Everyone's got to have limits. Mine is when the strawberries are in my mouth and that's all there is to think of, not even the sleeting through the open window.



It wasn't meant to be sad. But she kept looking away, at the stars, craning her neck to look out the hatchback's window as best she could from the back seat. She got quiet always when we passed this intersection. She always was a drama queen. She told the best stories; even ones that were meant to be sad. I listened as she reworked the events, making important things into side notes, making subplots and satires out of the most mundane of things. We went to go eat, and this guy was there, staring at us--probably because we were half naked in the middle of winter--but what was important was when he looked at us, and said in this agonizingly slow--I mean, turtle versus hare slow--voice "Can I take that tray from y'all?" We were trying so hard not to laugh, and my bra strap had snapped, and it just made me remember why I have to leave this state. Really. Now.

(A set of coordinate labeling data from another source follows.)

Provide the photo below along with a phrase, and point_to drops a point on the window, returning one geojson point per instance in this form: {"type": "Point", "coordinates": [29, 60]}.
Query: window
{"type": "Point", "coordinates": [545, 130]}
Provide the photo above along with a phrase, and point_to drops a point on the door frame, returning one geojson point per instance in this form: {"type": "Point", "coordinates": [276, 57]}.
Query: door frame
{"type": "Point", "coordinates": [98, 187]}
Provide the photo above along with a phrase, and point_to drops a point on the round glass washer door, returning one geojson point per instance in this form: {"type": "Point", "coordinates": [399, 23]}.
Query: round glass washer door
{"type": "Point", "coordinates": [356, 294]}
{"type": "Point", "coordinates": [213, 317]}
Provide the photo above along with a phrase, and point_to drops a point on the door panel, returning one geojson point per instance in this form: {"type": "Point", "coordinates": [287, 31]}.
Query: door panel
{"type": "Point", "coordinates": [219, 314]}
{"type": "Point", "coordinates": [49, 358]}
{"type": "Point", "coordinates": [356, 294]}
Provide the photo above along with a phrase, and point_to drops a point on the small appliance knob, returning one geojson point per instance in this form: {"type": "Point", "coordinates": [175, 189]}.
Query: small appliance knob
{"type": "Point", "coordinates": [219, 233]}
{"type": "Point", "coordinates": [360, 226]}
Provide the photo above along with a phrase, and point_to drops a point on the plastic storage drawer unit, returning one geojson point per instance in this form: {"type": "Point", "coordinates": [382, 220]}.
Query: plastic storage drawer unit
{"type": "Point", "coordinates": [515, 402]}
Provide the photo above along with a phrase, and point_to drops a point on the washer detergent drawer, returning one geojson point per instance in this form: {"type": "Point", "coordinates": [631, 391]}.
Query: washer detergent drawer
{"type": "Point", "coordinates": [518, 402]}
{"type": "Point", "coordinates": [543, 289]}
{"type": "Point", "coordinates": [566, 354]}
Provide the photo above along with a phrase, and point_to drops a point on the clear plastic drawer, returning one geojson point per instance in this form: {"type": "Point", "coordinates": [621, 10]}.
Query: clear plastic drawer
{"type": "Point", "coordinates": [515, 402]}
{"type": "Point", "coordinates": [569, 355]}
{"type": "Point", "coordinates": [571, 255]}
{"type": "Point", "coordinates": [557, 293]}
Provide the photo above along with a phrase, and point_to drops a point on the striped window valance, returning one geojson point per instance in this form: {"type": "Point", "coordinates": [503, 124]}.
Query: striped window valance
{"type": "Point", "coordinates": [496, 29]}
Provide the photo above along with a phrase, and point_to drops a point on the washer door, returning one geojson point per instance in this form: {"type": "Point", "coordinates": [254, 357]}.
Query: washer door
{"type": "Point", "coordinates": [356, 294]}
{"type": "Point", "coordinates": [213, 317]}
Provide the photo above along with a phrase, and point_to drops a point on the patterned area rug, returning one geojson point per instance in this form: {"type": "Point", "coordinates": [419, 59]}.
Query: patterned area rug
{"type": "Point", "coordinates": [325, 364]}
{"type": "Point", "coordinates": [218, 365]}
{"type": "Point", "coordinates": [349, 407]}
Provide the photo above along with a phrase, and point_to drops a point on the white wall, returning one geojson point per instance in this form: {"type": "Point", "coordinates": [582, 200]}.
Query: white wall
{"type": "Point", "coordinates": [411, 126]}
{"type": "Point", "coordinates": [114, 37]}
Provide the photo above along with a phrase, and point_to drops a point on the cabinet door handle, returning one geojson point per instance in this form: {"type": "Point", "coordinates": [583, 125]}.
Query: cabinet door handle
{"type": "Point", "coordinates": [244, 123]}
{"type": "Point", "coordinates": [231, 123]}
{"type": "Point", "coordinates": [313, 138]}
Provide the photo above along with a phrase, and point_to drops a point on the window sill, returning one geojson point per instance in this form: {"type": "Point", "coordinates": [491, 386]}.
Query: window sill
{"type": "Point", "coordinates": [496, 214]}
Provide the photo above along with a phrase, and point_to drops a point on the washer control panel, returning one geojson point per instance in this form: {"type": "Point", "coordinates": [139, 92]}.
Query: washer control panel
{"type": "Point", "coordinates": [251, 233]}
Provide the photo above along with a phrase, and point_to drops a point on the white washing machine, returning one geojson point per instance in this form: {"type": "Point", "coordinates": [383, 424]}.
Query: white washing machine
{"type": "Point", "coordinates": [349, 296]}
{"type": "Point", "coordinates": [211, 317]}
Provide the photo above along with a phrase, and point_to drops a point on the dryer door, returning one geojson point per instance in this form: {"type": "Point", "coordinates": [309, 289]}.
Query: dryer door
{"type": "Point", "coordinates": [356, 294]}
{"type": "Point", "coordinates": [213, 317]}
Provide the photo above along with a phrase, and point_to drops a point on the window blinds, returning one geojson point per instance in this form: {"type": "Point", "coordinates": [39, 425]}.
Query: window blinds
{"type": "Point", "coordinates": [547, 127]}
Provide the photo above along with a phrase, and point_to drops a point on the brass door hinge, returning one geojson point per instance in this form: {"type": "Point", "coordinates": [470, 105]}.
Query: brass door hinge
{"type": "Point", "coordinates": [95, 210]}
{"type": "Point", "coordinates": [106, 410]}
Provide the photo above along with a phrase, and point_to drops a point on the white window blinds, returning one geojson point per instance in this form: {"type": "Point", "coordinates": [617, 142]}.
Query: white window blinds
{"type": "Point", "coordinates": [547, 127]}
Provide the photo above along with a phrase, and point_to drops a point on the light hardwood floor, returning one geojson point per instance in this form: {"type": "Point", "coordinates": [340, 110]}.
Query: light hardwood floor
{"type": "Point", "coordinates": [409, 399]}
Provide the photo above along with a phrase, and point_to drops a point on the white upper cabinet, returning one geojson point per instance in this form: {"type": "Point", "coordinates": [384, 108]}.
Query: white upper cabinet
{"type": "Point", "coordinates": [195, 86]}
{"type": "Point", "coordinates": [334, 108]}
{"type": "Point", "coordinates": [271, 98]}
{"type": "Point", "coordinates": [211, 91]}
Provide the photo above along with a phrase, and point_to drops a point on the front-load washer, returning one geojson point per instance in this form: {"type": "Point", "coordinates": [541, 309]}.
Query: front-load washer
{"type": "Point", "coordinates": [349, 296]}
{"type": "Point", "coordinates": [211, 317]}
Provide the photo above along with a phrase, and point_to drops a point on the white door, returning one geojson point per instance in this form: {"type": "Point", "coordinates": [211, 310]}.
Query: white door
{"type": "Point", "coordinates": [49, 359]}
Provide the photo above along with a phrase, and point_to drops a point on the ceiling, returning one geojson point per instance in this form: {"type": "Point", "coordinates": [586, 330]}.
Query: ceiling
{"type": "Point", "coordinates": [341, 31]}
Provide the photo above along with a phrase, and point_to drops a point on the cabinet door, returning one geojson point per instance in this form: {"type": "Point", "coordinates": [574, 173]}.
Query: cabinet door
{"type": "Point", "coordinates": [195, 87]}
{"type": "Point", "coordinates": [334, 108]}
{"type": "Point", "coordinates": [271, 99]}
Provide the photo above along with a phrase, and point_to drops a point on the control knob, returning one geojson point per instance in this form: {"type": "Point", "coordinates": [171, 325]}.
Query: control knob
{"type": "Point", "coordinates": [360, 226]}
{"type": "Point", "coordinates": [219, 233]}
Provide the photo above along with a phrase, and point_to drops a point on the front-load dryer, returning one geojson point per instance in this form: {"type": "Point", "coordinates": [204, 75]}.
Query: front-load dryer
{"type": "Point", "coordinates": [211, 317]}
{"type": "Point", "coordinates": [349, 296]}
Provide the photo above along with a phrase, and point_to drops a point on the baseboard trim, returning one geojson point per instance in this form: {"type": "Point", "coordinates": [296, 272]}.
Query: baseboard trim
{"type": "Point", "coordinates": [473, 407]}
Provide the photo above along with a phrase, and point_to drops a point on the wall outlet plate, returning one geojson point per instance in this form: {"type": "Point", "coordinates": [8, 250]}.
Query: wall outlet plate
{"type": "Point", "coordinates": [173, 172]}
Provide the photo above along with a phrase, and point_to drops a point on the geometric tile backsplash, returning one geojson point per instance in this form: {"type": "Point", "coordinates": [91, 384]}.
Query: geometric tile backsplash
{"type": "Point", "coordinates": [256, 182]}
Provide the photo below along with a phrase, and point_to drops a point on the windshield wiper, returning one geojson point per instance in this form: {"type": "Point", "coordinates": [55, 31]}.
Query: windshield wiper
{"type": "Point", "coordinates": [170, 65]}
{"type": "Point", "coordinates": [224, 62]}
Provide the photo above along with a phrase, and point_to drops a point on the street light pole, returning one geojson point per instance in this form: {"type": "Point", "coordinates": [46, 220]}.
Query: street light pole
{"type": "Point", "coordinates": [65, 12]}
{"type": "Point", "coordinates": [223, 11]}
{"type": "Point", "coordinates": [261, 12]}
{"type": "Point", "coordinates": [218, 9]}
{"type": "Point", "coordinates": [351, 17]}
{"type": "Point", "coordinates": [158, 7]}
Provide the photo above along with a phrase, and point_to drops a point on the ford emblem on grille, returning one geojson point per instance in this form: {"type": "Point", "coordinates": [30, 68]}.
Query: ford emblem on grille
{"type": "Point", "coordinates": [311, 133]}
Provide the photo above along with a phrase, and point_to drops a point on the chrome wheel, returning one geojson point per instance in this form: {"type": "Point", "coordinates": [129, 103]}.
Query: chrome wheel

Slowly, he told her about long sleep, about the divine interventions she had missed while napping.
trick
tickle
suffering of the lungs
the oil of the surface of water
trickling
Time is wasting
waist deep in water
the sum of the puns
equals that special number



unlike the savages of her day
she moves in sallow light with glee
not desiring more than what she sees
not informing the cold rooms with fires.

usual cautions surfeiting the way
she slightly limps to the shaddows wtih ease
the elves and imps about her free
her hair from binds and silver wires

Thursday, February 03, 2005

Waiting out the Weekend (Perchance to Dream)

Oh, how horrible.
You'd think that someone like me would be thrilled to spend today, this dreary New England day, the Thursday before SuperBowl (or, as I think of it, Potential Riot Sunday), indoors, in a mediocre, yet comfortable office chair (forest green, swivel, fully adjustable), hiding from the little nature that there is out there.
You'd think that, and you'd be mostly correct. What is not said, is that if this were undergrad, I would SO be skipping class tonight. The thought of spending two and a half hours alert is about to break me down into my elemental pieces. Who says that to dream is to be unengaged? I promise, I'll dream of the various relationships between texts and contexts, and rhetorics of the body.
A dream in Japanese is "Yume." Yume is also a girl's name, as is "yumi" and "Ayumi." I don't know what either of those mean. To dream in French is "Rever." Tonight is last Saturday's FullMetal Alchemist and Ghost in the Shell. "Ghost in the Machine" is the term for our fears about communication, and "Rage Against the Machine" is a term for a band that fears Ghosts, Shells, and systems.
3 and a half hours to go. There are more things in heaven and earth, Horatio, than are dreamt of in your philosophy. There are more things to think of on a Thursday, Chibi-chan, than we dream of in classes about philosophy.